First, a disclaimer:

shared_ptr isn't a panacea. It should be used when ownership is actually shared. Non-sharing ownership is expressed by unique_ptr and non-ownership is expressed by a (raw) reference. weak_ptr is for a shared_ptr that must be observed but not owned… but isn't a good defensive practice against stale pointers in general. Defaulting to shared_ptr goes directly to the lowest common denominator; it's poor programming practice.

The choice here is between shared_ptr< T >, shared_ptr< T const >, shared_ptr< T > const &, and T const &, and T &. Let's assume you're not changing anything, but the sequence could change its objects, so const is desirable. That narrows it to shared_ptr< T const >, shared_ptr< T > const &, and T const &.

Let's reformulate the question as,

Is shared_ptr< T > const & ever the right choice?

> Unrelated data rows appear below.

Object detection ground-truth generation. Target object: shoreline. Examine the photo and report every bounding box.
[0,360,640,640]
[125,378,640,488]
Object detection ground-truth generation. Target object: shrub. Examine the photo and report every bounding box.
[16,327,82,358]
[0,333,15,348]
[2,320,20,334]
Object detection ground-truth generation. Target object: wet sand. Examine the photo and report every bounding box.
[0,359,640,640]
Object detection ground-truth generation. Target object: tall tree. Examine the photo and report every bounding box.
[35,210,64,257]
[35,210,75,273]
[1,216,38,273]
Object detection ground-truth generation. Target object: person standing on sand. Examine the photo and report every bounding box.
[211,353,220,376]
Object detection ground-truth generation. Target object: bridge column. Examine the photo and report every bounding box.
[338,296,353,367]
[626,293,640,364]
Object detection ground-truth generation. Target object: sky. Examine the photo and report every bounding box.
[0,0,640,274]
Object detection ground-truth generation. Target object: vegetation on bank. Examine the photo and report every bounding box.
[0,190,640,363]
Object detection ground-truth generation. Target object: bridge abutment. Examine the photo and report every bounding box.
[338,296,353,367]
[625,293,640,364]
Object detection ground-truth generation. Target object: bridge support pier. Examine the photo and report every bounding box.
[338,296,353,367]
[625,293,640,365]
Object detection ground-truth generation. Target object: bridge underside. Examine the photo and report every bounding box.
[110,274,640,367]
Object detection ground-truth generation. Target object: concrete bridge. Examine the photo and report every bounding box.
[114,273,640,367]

In this light, evaluate the alternatives.

shared_ptr< T const > (pass shared pointer by value)
- +: straightforward value semantics; can pass shared_ptr< T >
- +: can be copied or moved to expand the ownership pool
- +: propagates const correctness to the called function
- +: access to object is fast: a direct pointer argument is included
- –: passing is expensive: copies two machine words and atomic-touches a ref count
- –: called function concerns itself with ownership semantics
shared_ptr< T > const & (pass shared pointer by reference)
- +: passing is as cheap as a direct object reference
- +: can be copied to expand the ownership pool
- –: loses const correctness to the called function
  - If you try shared_ptr< T const > const & instead, you will pass a temporary copy and end up with the disadvantages of this alternative and pass-by-value.
- –: access to object goes through an extra indirection
- –: called function concerns itself with ownership semantics
T const & (direct reference)
- +: preserves const correctness
- +: caller unconcerned with ownership semantics
- +: pass fast, just one machine word
- +: access fast, direct pointer argument to function (if even that)
- –: cannot confer ownership

Weighing it on balance, if ownership isn't being extended (such as by returning an object that retains the argument), you really should pass a simple reference. In such a case, the function should seldom care how its argument is owned. Having it require a shared_ptr violates separation of concerns in the worst way. You can't have a local object or a member subobject and still use the function. And worst of all, everything is more complicated.

If ownership is potentially extended to someone else, which would be the justification for using shared_ptr in the first place, then you should always pass by shared_ptr< [const] T > value. Yes, it does copy the shared_ptr upon call. But the expensive part of copying a shared_ptr is updating the refcount, not pushing the pointers on the stack. And if you're conferring ownership, you want to update the refcount anyway. Take the passed value and move it, which does not touch the refcount. Having done that, you're left with no advantages and a lot of disadvantages to pass-by-reference.